O012 Elevated sGP130 characterises dysregulated chronic inflammation in diabetic peripheral vascular disease

Abstract

Abstract Introduction Chronic systemic inflammation is integral to the pathophysiology of cardiovascular disease and diabetes mellitus. Interleukin 6 (IL-6) is a cytokine which may stimulate either pro- or anti-inflammatory activity depending cell population. Classical IL-6 signalling only occurs in cells expressing membrane-bound IL-6 receptor, and results in anti-inflammatory JAK/STAT3 pathway activation. Trans-signalling, by contrast, involves soluble IL-6 receptor α and soluble glycoprotein 130 (sGP130), and therefore may affect any cell regardless of membrane receptor expression. We designed a study to characterise Interleukin-6 (IL-6) trans-signalling in a diabetic cohort receiving treatment for symptomatic peripheral vascular disease and identify whether IL-6 signalling is correlated to outcomes in this patient group.
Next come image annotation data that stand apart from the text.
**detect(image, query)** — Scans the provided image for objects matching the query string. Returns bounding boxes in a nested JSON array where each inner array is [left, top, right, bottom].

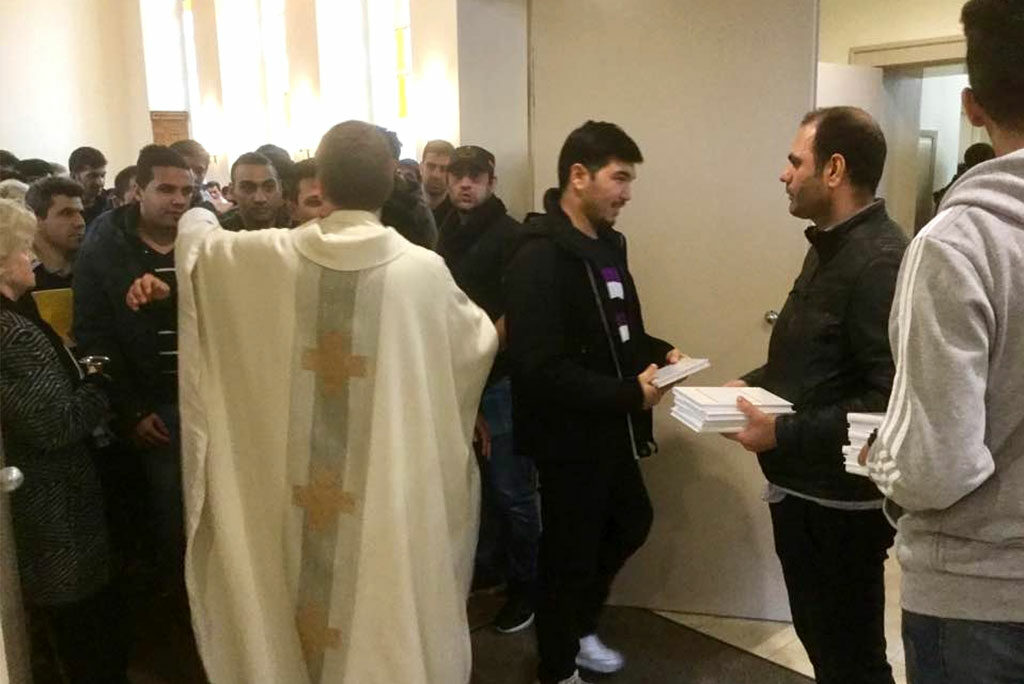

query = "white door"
[[530, 0, 817, 619]]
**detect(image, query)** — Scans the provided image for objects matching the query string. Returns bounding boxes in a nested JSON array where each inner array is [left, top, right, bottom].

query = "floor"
[[470, 600, 812, 684], [658, 557, 906, 684]]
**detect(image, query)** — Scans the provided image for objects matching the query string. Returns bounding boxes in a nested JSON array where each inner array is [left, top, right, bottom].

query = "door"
[[0, 444, 32, 684], [913, 131, 939, 234], [530, 0, 817, 619]]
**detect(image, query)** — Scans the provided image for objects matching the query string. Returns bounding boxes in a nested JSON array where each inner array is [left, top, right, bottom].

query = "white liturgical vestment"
[[175, 209, 498, 684]]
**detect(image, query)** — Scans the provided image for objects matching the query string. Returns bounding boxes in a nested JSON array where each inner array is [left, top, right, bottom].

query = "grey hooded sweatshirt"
[[868, 151, 1024, 623]]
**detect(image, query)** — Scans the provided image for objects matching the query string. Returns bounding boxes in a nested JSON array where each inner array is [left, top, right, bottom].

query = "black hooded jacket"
[[437, 196, 522, 385], [743, 201, 906, 501], [505, 188, 672, 463]]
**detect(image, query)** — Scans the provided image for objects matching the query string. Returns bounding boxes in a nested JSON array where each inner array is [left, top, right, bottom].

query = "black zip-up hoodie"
[[437, 195, 522, 386], [505, 188, 672, 463], [743, 200, 906, 501]]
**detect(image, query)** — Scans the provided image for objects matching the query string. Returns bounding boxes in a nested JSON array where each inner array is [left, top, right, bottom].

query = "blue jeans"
[[141, 404, 185, 578], [476, 378, 541, 591], [903, 610, 1024, 684]]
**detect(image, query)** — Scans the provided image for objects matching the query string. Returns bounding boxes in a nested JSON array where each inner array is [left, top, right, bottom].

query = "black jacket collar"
[[804, 200, 888, 261]]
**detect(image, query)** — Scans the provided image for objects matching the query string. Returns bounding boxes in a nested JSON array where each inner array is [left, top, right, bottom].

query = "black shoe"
[[495, 594, 534, 634]]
Methods A single-centre, prospective cohort study of patients with DM undergoing infra-inguinal revascularization was conducted. Pre-operative serum was obtained from patients, who were then followed and observed for major amputation, death, and need for re-intervention as primary outcomes. Quantitative serum assays for IL-6, sIL-6rα, and sGP130 were performed. Results 40 patients (20 controls) were included in the study. Diabetic peripheral vascular disease patients had significantly higher serum IL-6 (p=0.0038), as well as higher serum sGP130 (p=0.0119) at baseline. Significant correlation was found between serum IL-6 and C-reactive Protein (p= 0.02), and serum IL-6 and sGP130 (p=0.02) in the disease group, but not in controls. sGP130 was higher in patients who reached primary outcomes (p=0.0196). Conclusion Systemic IL-6 trans-signalling is dysregulated in diabetic peripheral vascular disease and may be a future therapeutic target or adjunct to surgical management. Elevated sGP130 may be a prognostically-relevant biomarker in this population.